Autorretrato - Capítulo Dezoito - Explicável incontinuidade

        Dormente, ela partiu num surto desesperado para fugir de si; nem ela se aguentava mais sendo esse pavor desconcertante. E como se não bastasse o caos, ela se jogou num longo terreno cortantemente espinhoso, com chamas que a queimavam controladamente até fagulharem seus complexos medos, aterrorizando a carne que queria ser vento.
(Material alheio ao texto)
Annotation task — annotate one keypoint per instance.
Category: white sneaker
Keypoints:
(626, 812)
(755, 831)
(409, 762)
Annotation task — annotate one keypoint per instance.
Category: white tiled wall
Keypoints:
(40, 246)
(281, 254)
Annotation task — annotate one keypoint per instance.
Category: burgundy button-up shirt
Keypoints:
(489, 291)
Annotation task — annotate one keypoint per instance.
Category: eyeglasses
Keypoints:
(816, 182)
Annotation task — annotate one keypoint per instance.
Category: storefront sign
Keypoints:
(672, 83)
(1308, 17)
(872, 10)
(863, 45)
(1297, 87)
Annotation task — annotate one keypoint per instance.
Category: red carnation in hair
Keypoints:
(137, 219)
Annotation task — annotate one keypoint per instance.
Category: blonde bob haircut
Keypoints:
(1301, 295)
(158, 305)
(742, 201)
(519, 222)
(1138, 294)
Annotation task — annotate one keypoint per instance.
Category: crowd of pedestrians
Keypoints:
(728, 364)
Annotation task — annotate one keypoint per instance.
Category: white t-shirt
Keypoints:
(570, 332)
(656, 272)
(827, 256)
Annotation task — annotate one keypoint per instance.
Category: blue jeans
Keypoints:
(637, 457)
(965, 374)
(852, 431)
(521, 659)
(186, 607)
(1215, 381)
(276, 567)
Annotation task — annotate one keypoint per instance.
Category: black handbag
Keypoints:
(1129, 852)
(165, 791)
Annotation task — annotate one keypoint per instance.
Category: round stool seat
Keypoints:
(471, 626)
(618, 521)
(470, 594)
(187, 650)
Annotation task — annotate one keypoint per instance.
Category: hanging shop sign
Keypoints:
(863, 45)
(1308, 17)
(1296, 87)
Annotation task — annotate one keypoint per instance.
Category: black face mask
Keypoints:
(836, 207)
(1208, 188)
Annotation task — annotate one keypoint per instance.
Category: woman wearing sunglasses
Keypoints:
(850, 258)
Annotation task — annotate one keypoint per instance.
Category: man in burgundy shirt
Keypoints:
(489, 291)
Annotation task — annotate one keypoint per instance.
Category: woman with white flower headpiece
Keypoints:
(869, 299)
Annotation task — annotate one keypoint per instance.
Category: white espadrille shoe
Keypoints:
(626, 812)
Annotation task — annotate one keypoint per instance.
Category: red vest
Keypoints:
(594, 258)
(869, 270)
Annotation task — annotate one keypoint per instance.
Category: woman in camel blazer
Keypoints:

        E partindo ela continuou mais uma vez, pelo mesmo caminho, tentando se convencer que conhecia um abrigo, com insistidas repetições sociais de obrigações que ignorava. Ela não mentira para si, sabia e achara o abrigo, mas a cada vez que voltava sua inospitalidade aumentava como uma afobada exponencialidade do desespero solitário que sua pseudoliberdade pensante conquistara.

       Obrigando-se a chegar, obrigando-se a ficar, obrigando-se a sorrir, obrigando-se a ser, e obrigando-se a viver ela vivia, chegava, ficava, sorria e era, por instantes, tudo o que lhe atingia, e assim, prendia-se ao que lhe tirava o sono sentindo um terremoto desorganizar todo o mundo enquanto seus olhos focavam uma tranquilidade inexistente em sua sutil brutalidade.

        Os dogmáticos preconceitos estavam sufocando suas plausíveis aceitações ao socarem goela abaixo um pseudo amor que exigia de si uma transmutação de tudo o que acreditava para se tornar um exímio padrão que eles pregavam na carne alheia como certo e melhor, acreditando que o sangue que suas mãos faziam escorrer tornavam-lhes exemplos de enquadramento.

        Ela não queria mais fingir, deixou a tristeza texturizar sua pele com o frio melancólico das opacas granulações que via com seus olhos úmidos. Com isso tudo ficava diferente, todas as texturas que ela sonorizava faziam o blasé da vida perder o sabor.